Three bids were opened April 4 and the apparent low bid of $460,846 was offered by Lakeside Industries.

The city received a grant of $184,838 by Puget Sound Regional Council (PSRC) for the project, which was estimated by the city engineer at about $380,000. A vote is scheduled for April 17.

Council was also scheduled to discuss an estimate of $23,565 for a “Sensus Vehicle Gateway Base Station Package” to enable reading water meters from a moving vehicle and the purchase of a new John Deere 5115M Utility tractor for maintaining grass height at 6-12 inches in certain areas of the airport that were formerly cut and baled as hay rather than mowed. The additional tractor will allow staff to maintain compliance with the federal Wildlife Hazard Assessment recommendations that were adopted in the airport management plan. The $70,559 purchase was not included in the 2017/2018 budget, but there is $167,870 in the equipment replacement fund, according to council documents. The additional tractor would provide backup to the current 2002 John Deere 6410 with approximately 9,400 hours of use recorded. The tractor will use a 22-foot tow behind flex wing mower that was recently purchased. Mowing schedules will be modified so that both tractor/mowers can be used without the need for additional staffing.

The city is also considering revisions to cemetery fees in order to increase operating revenue. The cemetery board is recommending that an endowment fund diversion be reduced from 20 percent of sale price to 10 percent on each grave, niche or crypt sold, as required by state law, which requires a cemetery authority to deposit at least 10 percent of income from gross sales for an care endowment fund.

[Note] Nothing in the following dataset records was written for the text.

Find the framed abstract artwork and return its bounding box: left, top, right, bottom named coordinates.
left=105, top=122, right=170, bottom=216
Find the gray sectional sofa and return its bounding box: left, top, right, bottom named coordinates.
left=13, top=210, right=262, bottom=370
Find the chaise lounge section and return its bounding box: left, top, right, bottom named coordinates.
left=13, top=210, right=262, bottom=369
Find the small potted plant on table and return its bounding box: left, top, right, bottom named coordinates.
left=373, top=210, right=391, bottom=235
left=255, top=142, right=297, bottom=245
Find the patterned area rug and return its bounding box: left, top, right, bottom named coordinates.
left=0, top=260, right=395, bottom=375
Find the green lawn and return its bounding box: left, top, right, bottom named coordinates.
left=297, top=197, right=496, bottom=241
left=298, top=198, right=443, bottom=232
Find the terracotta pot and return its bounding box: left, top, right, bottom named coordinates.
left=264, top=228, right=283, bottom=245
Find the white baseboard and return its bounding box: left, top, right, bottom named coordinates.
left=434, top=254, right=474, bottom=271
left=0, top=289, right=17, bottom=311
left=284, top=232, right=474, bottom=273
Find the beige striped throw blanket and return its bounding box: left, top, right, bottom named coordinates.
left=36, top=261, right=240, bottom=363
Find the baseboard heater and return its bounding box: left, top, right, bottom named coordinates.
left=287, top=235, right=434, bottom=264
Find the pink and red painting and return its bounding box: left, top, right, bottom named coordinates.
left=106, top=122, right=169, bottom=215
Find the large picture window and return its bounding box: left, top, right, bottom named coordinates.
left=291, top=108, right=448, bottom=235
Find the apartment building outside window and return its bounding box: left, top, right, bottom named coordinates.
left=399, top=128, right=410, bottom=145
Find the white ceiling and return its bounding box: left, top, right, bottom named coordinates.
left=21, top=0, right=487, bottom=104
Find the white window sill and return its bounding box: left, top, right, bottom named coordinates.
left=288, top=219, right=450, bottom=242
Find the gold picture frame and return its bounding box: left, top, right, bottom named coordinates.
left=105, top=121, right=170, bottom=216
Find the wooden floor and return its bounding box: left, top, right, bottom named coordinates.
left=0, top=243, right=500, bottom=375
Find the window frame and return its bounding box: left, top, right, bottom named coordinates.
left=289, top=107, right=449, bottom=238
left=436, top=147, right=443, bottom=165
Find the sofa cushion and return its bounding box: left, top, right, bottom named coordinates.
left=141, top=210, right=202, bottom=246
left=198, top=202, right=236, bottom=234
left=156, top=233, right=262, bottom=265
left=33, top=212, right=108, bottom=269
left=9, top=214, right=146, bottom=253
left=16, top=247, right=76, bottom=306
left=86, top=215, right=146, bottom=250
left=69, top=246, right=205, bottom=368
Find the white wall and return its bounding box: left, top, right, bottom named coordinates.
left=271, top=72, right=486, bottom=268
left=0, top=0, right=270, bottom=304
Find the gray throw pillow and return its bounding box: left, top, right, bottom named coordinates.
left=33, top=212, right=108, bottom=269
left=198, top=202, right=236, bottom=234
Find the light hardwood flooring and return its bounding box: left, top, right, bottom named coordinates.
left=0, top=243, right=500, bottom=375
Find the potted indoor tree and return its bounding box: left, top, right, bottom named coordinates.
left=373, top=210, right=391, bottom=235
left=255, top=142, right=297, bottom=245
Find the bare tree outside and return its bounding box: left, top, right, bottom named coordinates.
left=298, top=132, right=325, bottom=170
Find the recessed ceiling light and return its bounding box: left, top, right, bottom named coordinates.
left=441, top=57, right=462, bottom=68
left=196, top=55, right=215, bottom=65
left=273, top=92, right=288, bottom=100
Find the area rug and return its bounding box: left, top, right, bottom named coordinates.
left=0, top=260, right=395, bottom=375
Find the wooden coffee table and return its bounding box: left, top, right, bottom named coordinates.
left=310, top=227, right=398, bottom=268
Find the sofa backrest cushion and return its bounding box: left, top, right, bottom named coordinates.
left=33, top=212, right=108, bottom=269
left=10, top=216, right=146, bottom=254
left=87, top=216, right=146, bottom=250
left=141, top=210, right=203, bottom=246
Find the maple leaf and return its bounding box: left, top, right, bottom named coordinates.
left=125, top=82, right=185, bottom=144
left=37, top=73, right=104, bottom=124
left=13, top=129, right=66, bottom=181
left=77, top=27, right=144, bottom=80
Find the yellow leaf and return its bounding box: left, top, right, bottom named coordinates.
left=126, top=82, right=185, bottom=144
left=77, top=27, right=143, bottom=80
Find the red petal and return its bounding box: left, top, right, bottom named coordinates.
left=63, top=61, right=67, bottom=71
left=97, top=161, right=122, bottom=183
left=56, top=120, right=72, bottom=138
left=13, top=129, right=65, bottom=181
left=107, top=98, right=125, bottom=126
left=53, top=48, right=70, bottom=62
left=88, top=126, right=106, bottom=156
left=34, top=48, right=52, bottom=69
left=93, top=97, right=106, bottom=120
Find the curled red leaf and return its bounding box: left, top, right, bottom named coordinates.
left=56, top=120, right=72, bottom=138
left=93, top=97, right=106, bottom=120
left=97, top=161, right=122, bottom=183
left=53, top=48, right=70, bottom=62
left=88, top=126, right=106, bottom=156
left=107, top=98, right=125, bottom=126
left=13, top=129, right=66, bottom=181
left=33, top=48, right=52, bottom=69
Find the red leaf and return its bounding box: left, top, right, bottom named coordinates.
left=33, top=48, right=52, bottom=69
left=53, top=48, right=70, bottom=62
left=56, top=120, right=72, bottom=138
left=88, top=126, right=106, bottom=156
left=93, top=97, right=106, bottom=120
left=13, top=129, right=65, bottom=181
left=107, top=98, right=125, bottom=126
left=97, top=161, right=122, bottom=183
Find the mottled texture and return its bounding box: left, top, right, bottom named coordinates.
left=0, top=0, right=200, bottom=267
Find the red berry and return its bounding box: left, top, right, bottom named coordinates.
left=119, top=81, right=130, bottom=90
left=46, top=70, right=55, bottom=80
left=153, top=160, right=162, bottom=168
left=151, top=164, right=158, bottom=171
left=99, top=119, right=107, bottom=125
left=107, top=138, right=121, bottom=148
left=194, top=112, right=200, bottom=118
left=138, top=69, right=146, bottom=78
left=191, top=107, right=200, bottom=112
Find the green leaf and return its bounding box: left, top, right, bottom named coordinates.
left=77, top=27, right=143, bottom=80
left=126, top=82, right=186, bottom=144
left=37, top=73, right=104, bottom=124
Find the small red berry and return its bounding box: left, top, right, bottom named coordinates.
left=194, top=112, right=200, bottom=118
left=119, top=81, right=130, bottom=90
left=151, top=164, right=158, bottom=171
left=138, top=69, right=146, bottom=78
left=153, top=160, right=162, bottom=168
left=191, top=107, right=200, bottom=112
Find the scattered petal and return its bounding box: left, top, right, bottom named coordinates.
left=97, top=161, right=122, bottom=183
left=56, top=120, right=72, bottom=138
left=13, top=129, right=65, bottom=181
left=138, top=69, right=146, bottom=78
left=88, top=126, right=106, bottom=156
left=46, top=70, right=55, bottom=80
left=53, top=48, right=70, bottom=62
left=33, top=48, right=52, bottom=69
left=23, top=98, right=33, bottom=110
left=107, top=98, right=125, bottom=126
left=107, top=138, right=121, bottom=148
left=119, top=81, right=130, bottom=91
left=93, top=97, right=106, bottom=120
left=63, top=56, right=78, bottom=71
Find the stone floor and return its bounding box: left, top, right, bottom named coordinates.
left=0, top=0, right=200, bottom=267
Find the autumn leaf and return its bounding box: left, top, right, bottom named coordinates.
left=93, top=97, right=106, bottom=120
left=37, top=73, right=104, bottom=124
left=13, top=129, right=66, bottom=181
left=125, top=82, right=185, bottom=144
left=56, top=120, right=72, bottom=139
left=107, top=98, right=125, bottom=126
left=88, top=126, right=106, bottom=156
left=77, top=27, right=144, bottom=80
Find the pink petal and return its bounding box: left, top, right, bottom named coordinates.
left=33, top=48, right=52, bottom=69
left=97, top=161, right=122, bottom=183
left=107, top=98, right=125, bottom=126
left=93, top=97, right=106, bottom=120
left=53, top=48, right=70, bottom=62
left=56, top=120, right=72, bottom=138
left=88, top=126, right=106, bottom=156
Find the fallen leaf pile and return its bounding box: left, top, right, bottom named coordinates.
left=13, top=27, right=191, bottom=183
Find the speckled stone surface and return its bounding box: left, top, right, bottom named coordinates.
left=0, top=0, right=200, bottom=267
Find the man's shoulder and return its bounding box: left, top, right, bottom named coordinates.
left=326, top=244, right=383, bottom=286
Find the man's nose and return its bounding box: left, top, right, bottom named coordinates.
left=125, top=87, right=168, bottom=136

Staff is recommending appointment of Jesica Ronhaar to the city’s Parks, Arts and Recreation Commission (PARC) and Jennifer Holocker and Erik Granroth to the Lodging Tax Advisory Committee (LTAC). The LTAC is comprised of five members: two from businesses that collect the tax, two from organizations that are eligible to receive the funds and one member from City Council.

The committee is charged with making recommendations for allocation of lodging tax funds collected in city limits.

Currently, Matthew Rosenthal, from Arlington’s Best Western, represents hoteliers.

Last year's representatives from organizations funded by the program (Stillaguamish Genealogical Society and Arlington Arts Council) whose terms ended, are being replaced by Holocker and Granroth, both from the Arlington-Smokey Point Chamber of Commerce.

A second representative from a hotel or motel is still needed.

City Council is represented by Jesica Stickles.

Lodging tax grants were one of several items included in the agenda of the city council’s spring retreat held at Semiahmoo Resort this past weekend.

The agenda included a review of city goals, an update on marketing the city’s Manufacturing and Industrial Center (MIC) and other focus areas, further discussion of a regional fire authority and the horizontal mixed use development code and plans for transportation.

Council and staff were also expected to discuss policies on finance reserves and purchasing.

Monday’s workshop agenda included a presentation by Brenda White on PUD projects in Arlington.